Food Safety Risks and Interventions: Realities, Opportunities, and Goals

The American Meat Science Association (AMSA) is pleased to announce, Dr. Bo Reagan and Dr. John Schmidt will be the featured speakers in the concurrent symposium entitled “Food Safety Risks and Interventions: Realities, Opportunities, and Goals” on Monday, August 3, 2020 during the 66th International Congress of Meat Science and Technology (ICoMST) and the AMSA 73rd Reciprocal Meat Conference (RMC) exclusively virtual meeting. This session will be sponsored by Corbion.

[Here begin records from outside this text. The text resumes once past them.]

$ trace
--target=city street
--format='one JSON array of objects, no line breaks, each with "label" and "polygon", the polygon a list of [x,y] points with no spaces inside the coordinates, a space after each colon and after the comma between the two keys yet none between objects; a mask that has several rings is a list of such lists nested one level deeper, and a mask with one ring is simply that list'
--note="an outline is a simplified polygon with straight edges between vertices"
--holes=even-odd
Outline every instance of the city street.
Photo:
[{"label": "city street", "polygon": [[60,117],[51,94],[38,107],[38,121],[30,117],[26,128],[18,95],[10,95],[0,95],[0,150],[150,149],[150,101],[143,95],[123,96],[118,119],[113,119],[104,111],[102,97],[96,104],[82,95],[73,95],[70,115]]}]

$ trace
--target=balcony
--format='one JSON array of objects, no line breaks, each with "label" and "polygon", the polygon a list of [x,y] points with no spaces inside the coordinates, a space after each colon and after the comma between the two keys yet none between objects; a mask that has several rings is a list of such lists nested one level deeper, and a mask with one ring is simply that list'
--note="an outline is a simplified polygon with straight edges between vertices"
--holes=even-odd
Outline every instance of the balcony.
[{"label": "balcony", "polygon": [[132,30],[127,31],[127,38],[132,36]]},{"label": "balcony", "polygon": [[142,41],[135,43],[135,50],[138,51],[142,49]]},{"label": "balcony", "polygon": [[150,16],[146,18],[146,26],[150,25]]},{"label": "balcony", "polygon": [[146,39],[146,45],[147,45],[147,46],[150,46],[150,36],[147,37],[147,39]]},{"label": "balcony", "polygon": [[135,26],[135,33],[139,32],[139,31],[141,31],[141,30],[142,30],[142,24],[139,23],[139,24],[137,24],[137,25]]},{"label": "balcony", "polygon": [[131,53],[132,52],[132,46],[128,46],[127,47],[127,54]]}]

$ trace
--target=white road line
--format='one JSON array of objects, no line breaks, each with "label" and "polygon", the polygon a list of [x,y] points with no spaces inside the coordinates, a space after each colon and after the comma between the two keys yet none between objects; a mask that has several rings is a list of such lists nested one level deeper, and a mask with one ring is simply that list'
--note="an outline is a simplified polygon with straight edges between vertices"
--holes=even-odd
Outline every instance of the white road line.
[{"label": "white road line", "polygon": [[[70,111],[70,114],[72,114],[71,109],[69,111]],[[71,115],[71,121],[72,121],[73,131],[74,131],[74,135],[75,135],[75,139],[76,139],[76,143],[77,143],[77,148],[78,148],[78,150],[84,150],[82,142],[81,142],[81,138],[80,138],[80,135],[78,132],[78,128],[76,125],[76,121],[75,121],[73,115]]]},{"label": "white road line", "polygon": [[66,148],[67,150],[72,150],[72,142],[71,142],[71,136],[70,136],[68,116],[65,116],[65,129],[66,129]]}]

The featured presentations include:

Salmonella Task Force Report: Uniting Animal Protein Industries to Reduce the

Public Health Burden of Salmonellosis: The Center for Disease Control and Prevention (CDC) estimates that 1.4 million cases of salmonellosis occur in the United States each year. Of these cases, approximately 20% result in hospitalization while deaths range from 420 to 500 each year. Additionally, Salmonella contamination causes 28-31 percent of all foodborne illnesses resulting in death in the United States. Salmonella has been and continues to be a major pathogen impacting the safety of our food supply. The International Stockmen’s Educational Foundation (ISEF) has united the animal protein industries through the establishment of a Blue Ribbon Task Force to address Salmonella. In this presentation Dr. Bo Reagan, Meat Science and Food Safety Specialist at Zoetis, will provide insight into the Blue Ribbon Task Force’s efforts to manage Salmonella. Key areas within the animal protein production chain have been identified and working groups within these areas will be establishing recommended practices in an effort to reduce the public health burden caused by salmonellosis.

SMART Antimicrobial Resistance Goals to Drive Meat Safety Improvement: Concerns that food-animal production significantly contributes to antimicrobial-resistant human infections have persisted for more than 20 years. Most antimicrobial resistance concerns are generalized. By their nature, non-specific concerns are unfalsifiable and can never be scientifically alleviated or remediated. Therefore, meat safety improvement begins with defining SMART (Specific, Measurable, Attainable, Relevant, Time bound) antimicrobial resistance goals. In this presentation, Dr. John Schmidt, Research Microbiologist with the Meat Safety and Quality Research Unit at the USDA – Meat Animal Research Center, will discuss the SMART process for the highest priority antimicrobial resistance issues facing the meat industry to facilitate scientific goal attainment.